My maid informed me after a few months that the mother and daughter have moved out, possibly to that pervert’s home. Leaving no forwarding address.

Life moves on. I have relocated to a new city. However, there still remains that guilt of not protecting Srishti, not being able to do anything about the fact that she trusted me enough to confide in me. I did not even discuss it with anyone. I too convinced myself that soon it will get over and silence is the best option. I did not raise my voice against child sex abuse.

The past can sometimes come back to haunt us in strange ways. This Saturday was such a day, in a workshop which I attended purely by chance. I had got the non refundable flight ticket to Mumbai cancelled. Till the last moment, I was not sure if I would attend the workshop. The reason was not my plans for Mumbai, but the fear of facing the past.

The workshop was conducted by Srishtilife foundation. It was titled Science and Signs of Emotions. The particular name reminded me of my dear friend Srishti and brought back a flood of unpleasant memories.

I was scared yet again. But this time, I decided to face the reality and attend the workshop. Miracles happen when we expect it the least. It happened to me. As I write this, I send my prayer of thanks to the divine for finding a way for me to fight the ghosts of the past.
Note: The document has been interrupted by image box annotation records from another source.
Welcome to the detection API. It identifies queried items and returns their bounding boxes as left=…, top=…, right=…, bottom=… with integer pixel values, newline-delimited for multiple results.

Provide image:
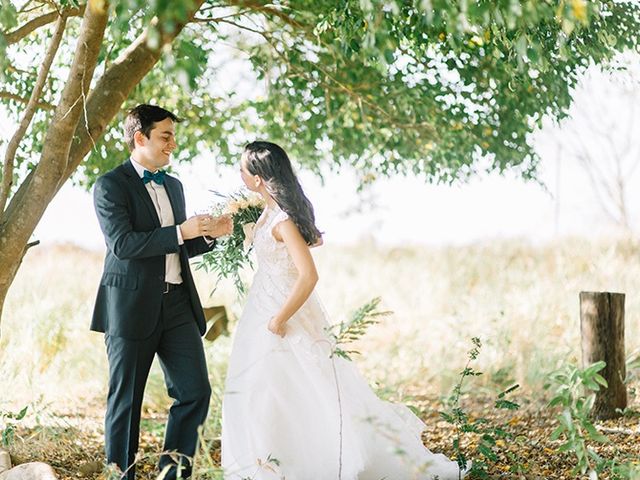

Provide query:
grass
left=0, top=239, right=640, bottom=478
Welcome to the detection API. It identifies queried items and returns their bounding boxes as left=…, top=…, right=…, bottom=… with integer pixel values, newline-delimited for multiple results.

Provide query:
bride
left=222, top=142, right=464, bottom=480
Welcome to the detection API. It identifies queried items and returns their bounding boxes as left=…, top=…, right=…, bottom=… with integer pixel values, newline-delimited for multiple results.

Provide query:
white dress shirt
left=131, top=158, right=184, bottom=283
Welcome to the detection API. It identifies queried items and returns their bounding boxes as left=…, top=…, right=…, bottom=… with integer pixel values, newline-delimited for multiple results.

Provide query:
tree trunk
left=0, top=0, right=204, bottom=334
left=580, top=292, right=627, bottom=419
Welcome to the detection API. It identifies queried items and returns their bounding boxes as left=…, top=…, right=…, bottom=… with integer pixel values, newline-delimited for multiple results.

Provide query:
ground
left=5, top=395, right=640, bottom=480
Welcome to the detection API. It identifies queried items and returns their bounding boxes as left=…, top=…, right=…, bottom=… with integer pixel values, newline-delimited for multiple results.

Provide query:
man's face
left=136, top=118, right=177, bottom=170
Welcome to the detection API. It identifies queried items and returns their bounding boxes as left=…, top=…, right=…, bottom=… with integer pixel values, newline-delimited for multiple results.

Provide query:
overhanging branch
left=3, top=5, right=86, bottom=45
left=0, top=16, right=67, bottom=213
left=0, top=91, right=56, bottom=110
left=63, top=0, right=204, bottom=178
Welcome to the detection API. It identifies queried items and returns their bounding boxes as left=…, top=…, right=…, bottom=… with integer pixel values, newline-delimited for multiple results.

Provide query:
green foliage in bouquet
left=196, top=191, right=264, bottom=294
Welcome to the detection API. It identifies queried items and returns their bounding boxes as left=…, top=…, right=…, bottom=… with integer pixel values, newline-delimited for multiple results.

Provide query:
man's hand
left=202, top=215, right=233, bottom=238
left=180, top=214, right=212, bottom=240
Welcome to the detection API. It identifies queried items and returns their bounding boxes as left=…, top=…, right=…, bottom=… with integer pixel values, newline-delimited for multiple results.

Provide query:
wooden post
left=580, top=292, right=627, bottom=419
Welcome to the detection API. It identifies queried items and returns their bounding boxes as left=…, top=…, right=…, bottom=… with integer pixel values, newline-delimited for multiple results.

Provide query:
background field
left=0, top=239, right=640, bottom=478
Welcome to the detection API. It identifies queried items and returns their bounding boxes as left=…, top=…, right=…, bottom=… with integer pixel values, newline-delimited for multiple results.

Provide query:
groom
left=91, top=105, right=232, bottom=480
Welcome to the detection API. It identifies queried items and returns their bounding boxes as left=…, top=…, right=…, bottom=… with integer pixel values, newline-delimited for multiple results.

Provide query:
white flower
left=242, top=222, right=256, bottom=250
left=223, top=200, right=240, bottom=215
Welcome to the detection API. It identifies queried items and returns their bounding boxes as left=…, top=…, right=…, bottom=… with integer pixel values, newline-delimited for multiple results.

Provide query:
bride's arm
left=269, top=220, right=318, bottom=337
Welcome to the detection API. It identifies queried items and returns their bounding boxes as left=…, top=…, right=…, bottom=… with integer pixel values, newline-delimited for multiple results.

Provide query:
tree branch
left=63, top=0, right=204, bottom=179
left=3, top=5, right=86, bottom=45
left=0, top=16, right=67, bottom=212
left=228, top=0, right=307, bottom=30
left=2, top=3, right=108, bottom=240
left=0, top=91, right=56, bottom=110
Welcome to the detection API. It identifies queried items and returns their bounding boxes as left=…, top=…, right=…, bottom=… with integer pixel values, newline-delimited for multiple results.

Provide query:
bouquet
left=196, top=191, right=265, bottom=294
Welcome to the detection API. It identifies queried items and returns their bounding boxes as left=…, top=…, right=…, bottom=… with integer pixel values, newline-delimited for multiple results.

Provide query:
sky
left=0, top=53, right=640, bottom=250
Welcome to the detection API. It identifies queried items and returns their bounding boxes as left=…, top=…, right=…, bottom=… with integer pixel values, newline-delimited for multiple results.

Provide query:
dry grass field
left=0, top=239, right=640, bottom=478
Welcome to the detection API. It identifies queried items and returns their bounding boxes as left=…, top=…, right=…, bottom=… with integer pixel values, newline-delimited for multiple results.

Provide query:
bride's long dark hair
left=244, top=142, right=322, bottom=245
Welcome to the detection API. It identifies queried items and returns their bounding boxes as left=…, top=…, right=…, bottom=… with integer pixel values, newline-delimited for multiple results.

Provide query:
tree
left=0, top=0, right=640, bottom=328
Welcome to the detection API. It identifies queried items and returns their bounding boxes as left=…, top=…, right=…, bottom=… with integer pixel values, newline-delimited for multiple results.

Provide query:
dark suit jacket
left=91, top=161, right=214, bottom=340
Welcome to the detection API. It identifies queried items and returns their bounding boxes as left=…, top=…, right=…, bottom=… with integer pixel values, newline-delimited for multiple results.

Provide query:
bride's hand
left=267, top=317, right=287, bottom=338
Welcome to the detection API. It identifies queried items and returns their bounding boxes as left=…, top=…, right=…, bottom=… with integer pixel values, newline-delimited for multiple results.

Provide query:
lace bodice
left=253, top=206, right=297, bottom=278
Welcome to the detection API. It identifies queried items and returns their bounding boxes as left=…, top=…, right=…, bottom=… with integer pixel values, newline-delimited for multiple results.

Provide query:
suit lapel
left=124, top=160, right=160, bottom=227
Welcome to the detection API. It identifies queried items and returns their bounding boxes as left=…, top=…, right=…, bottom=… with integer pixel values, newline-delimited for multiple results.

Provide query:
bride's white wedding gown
left=222, top=208, right=459, bottom=480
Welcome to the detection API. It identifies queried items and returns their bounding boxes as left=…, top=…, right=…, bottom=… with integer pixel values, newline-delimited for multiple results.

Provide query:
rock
left=0, top=448, right=58, bottom=480
left=0, top=462, right=58, bottom=480
left=78, top=462, right=104, bottom=477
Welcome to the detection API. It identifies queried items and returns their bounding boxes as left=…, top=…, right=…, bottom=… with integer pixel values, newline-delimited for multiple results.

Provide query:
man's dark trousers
left=105, top=286, right=211, bottom=479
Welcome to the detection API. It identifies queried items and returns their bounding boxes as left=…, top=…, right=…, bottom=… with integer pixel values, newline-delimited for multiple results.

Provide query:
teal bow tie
left=142, top=170, right=166, bottom=185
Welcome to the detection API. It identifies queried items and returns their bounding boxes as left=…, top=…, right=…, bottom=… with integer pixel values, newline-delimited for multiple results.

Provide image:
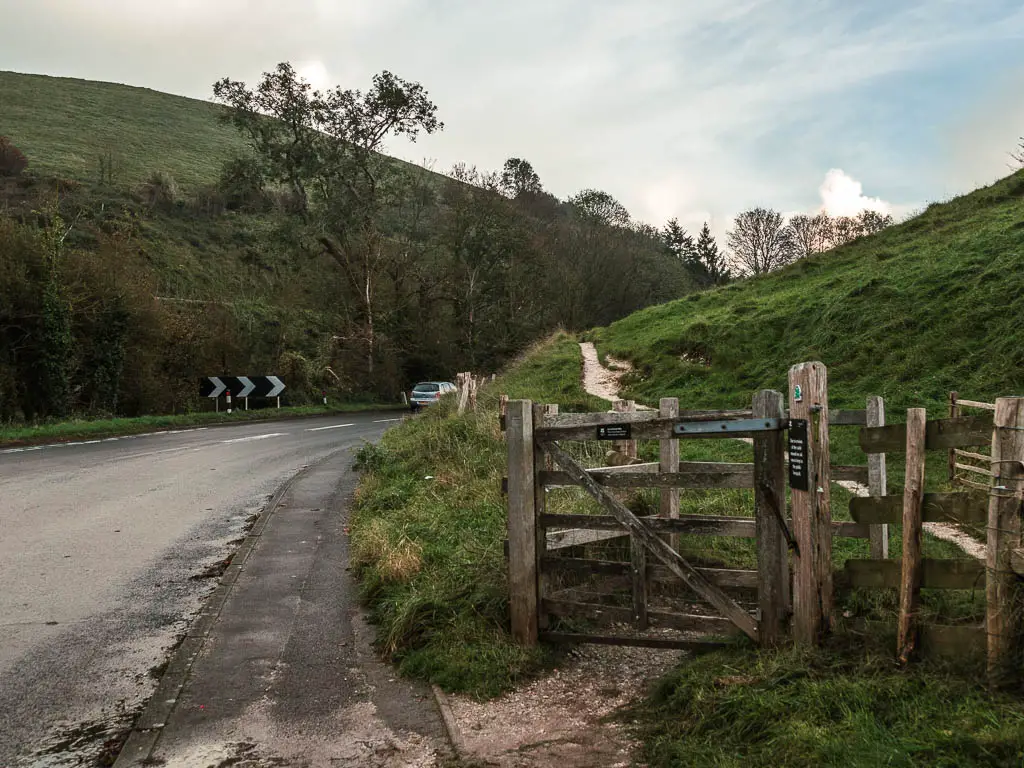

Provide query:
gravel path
left=580, top=341, right=985, bottom=560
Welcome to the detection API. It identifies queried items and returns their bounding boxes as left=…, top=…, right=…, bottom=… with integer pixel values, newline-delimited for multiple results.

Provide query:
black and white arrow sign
left=199, top=376, right=227, bottom=397
left=199, top=376, right=285, bottom=397
left=260, top=376, right=285, bottom=397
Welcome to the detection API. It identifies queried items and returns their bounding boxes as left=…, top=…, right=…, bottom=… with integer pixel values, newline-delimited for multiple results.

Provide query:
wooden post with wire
left=790, top=362, right=833, bottom=646
left=867, top=395, right=889, bottom=560
left=985, top=397, right=1024, bottom=689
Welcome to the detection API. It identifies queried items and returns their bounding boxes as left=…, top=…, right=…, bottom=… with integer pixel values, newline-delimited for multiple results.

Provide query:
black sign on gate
left=790, top=419, right=810, bottom=490
left=597, top=424, right=633, bottom=440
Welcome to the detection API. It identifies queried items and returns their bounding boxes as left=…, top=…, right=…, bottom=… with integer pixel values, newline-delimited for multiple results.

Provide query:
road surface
left=0, top=414, right=397, bottom=767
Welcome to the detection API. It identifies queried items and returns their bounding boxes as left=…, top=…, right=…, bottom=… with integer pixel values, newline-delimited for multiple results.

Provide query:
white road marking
left=0, top=427, right=216, bottom=456
left=220, top=432, right=288, bottom=445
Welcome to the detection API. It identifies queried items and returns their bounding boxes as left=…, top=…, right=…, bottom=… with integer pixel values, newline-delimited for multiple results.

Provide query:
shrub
left=0, top=136, right=29, bottom=176
left=139, top=171, right=178, bottom=208
left=217, top=158, right=269, bottom=212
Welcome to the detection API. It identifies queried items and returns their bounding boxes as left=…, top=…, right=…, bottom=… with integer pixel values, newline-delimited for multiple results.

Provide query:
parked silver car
left=409, top=381, right=457, bottom=414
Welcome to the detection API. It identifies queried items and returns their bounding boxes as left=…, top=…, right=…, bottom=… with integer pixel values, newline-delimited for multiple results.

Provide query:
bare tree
left=726, top=208, right=798, bottom=274
left=828, top=216, right=860, bottom=248
left=857, top=208, right=893, bottom=238
left=501, top=158, right=544, bottom=200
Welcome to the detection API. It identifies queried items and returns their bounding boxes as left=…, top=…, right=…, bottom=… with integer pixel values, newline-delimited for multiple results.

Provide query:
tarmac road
left=0, top=413, right=398, bottom=767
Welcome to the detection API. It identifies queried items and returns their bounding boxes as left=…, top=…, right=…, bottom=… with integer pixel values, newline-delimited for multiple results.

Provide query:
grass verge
left=629, top=638, right=1024, bottom=768
left=351, top=334, right=606, bottom=696
left=0, top=402, right=401, bottom=447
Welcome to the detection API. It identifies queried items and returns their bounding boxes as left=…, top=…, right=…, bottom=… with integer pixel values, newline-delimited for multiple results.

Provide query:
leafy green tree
left=695, top=221, right=732, bottom=286
left=662, top=218, right=698, bottom=268
left=501, top=158, right=544, bottom=200
left=214, top=62, right=443, bottom=381
left=568, top=189, right=631, bottom=226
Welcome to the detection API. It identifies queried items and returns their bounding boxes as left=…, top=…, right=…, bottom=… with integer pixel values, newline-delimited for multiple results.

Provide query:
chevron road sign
left=199, top=376, right=285, bottom=397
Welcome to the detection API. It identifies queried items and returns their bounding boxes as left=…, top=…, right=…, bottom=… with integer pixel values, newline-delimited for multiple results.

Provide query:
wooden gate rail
left=544, top=442, right=758, bottom=642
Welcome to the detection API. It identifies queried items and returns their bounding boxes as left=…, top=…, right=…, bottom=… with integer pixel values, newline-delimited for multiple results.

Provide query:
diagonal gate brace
left=544, top=442, right=758, bottom=642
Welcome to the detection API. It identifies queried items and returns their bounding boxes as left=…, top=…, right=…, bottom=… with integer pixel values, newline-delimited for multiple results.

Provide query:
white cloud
left=0, top=0, right=1024, bottom=234
left=818, top=168, right=893, bottom=216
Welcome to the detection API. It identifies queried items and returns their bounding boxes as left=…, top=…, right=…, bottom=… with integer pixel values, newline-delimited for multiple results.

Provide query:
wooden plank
left=541, top=632, right=732, bottom=652
left=538, top=411, right=754, bottom=441
left=951, top=449, right=992, bottom=464
left=547, top=442, right=758, bottom=642
left=868, top=395, right=889, bottom=559
left=845, top=557, right=985, bottom=590
left=985, top=397, right=1024, bottom=689
left=956, top=399, right=995, bottom=411
left=547, top=528, right=629, bottom=552
left=953, top=476, right=991, bottom=492
left=790, top=362, right=833, bottom=645
left=953, top=462, right=993, bottom=477
left=1010, top=549, right=1024, bottom=575
left=896, top=408, right=928, bottom=664
left=541, top=556, right=758, bottom=590
left=831, top=464, right=869, bottom=485
left=544, top=409, right=751, bottom=439
left=630, top=535, right=647, bottom=632
left=611, top=400, right=638, bottom=459
left=860, top=415, right=992, bottom=454
left=946, top=391, right=959, bottom=482
left=506, top=400, right=539, bottom=646
left=850, top=494, right=988, bottom=524
left=833, top=520, right=871, bottom=539
left=657, top=397, right=679, bottom=550
left=828, top=408, right=867, bottom=427
left=921, top=624, right=985, bottom=660
left=542, top=514, right=756, bottom=539
left=542, top=514, right=869, bottom=550
left=532, top=402, right=558, bottom=631
left=754, top=389, right=791, bottom=648
left=542, top=598, right=754, bottom=637
left=587, top=462, right=658, bottom=475
left=541, top=473, right=754, bottom=489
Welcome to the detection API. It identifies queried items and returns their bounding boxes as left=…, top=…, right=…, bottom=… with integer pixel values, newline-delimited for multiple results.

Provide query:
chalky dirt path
left=580, top=342, right=985, bottom=560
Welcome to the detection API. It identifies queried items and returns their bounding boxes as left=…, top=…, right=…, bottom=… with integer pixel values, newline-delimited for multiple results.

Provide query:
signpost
left=199, top=376, right=285, bottom=413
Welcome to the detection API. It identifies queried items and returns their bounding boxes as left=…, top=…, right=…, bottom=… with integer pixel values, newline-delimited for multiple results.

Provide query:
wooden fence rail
left=502, top=362, right=1024, bottom=687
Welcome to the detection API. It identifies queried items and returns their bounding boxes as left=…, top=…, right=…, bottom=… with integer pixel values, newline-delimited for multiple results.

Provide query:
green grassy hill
left=0, top=73, right=693, bottom=422
left=0, top=72, right=246, bottom=185
left=592, top=171, right=1024, bottom=415
left=0, top=72, right=437, bottom=187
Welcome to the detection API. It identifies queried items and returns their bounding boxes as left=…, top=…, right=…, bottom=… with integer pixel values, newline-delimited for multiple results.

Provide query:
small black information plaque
left=597, top=424, right=633, bottom=440
left=790, top=419, right=810, bottom=490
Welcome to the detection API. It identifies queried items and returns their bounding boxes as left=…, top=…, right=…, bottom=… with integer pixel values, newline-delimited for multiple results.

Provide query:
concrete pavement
left=117, top=454, right=449, bottom=768
left=0, top=414, right=407, bottom=767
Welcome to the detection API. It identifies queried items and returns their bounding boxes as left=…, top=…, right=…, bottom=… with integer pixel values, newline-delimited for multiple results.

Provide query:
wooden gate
left=506, top=362, right=1024, bottom=682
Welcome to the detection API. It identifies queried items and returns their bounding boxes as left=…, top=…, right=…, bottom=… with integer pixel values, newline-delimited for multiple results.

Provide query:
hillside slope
left=591, top=171, right=1024, bottom=410
left=0, top=73, right=693, bottom=422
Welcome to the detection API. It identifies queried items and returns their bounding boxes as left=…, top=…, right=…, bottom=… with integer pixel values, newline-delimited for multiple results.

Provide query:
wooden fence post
left=896, top=408, right=928, bottom=664
left=534, top=402, right=558, bottom=630
left=657, top=397, right=679, bottom=550
left=753, top=389, right=790, bottom=647
left=611, top=400, right=639, bottom=459
left=506, top=400, right=539, bottom=645
left=790, top=362, right=833, bottom=645
left=946, top=392, right=959, bottom=482
left=867, top=395, right=889, bottom=560
left=985, top=397, right=1024, bottom=688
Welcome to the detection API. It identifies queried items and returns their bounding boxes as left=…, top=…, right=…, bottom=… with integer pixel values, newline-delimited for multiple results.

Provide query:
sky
left=6, top=0, right=1024, bottom=233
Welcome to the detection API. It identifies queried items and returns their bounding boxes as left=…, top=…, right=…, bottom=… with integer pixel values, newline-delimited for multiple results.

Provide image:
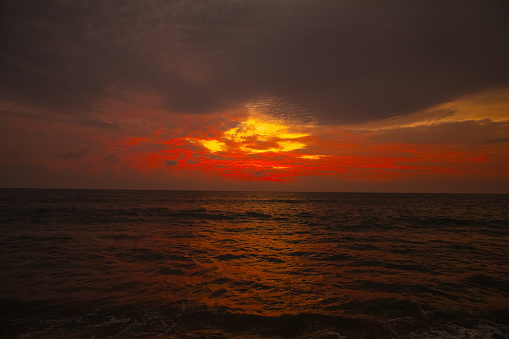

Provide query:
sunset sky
left=0, top=0, right=509, bottom=193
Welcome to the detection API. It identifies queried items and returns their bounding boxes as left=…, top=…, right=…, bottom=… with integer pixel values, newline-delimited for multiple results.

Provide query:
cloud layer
left=0, top=0, right=509, bottom=122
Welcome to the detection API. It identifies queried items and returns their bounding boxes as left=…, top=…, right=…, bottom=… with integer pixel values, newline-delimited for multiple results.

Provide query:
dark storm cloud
left=0, top=0, right=509, bottom=121
left=57, top=148, right=88, bottom=160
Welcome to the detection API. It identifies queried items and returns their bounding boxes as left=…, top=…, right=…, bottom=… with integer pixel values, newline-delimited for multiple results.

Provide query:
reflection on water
left=0, top=190, right=509, bottom=336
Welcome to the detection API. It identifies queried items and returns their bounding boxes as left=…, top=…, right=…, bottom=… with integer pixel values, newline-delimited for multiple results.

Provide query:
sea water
left=0, top=189, right=509, bottom=338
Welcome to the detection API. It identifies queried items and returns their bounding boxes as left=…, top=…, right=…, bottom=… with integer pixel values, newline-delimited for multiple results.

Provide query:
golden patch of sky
left=344, top=88, right=509, bottom=131
left=190, top=114, right=310, bottom=154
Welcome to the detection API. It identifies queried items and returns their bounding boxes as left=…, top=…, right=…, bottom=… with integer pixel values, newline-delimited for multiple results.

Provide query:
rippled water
left=0, top=189, right=509, bottom=338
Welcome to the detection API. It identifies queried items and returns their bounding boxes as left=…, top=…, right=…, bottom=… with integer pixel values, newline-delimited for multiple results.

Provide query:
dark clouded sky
left=0, top=0, right=509, bottom=193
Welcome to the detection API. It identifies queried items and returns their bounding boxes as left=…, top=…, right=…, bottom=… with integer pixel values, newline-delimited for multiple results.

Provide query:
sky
left=0, top=0, right=509, bottom=193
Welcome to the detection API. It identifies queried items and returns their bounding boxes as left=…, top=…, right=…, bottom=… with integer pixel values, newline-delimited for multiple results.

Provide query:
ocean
left=0, top=189, right=509, bottom=338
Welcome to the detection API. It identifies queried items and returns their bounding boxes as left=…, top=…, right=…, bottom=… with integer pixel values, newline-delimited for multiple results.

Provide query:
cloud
left=0, top=0, right=509, bottom=123
left=57, top=148, right=88, bottom=159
What moved me was the maturity and sensitivity with which the whole issue of creating awareness against CSA( child sex abuse) was dealt with in a short span of time. In the last part of the session, the whole idea was explained.

The workshop didn’t get too heavy for me, as I had expected. Nor did it deal just with the ‘do you know’ facts or retelling of the horrifying incidents one by one. The whole workshop was designed in such a way that when after the workshop one stepped out from the hall, he/she had gained a mantra which if used is going to empower and change his/her life forever for good. I do not mean that we need to change the way we are but on introspection, we would realize that how a simple mind shift helps in dealing with particular issues that are a constant threat to our peace of mind.

What impressed me was this amazing team of dedicated people united in a cause, working together to create a society free of Child Sex Abuse. The website says that they are neither funded nor do they accept donation of any kind. These workshops are conducted on a regular basis on various issues.

The idea of writing this long article is just my way of summarizing the inner turmoil which I had gone though and how I got the answer. I got a voice.

I thank Srishtilife foundation for conduction such a value adding workshop. I appeal to everybody who is reading this, to every mother, to the survivors, to all the single girls like me – do not hesitate to speak up. Let’s give the children a safe society. Let’s make our homes/schools safe. Let’s give our children a happy childhood, beautiful memories and smiles. I wish to bring my child to a safe, abuse free society and in an effort to do so, I have to start now!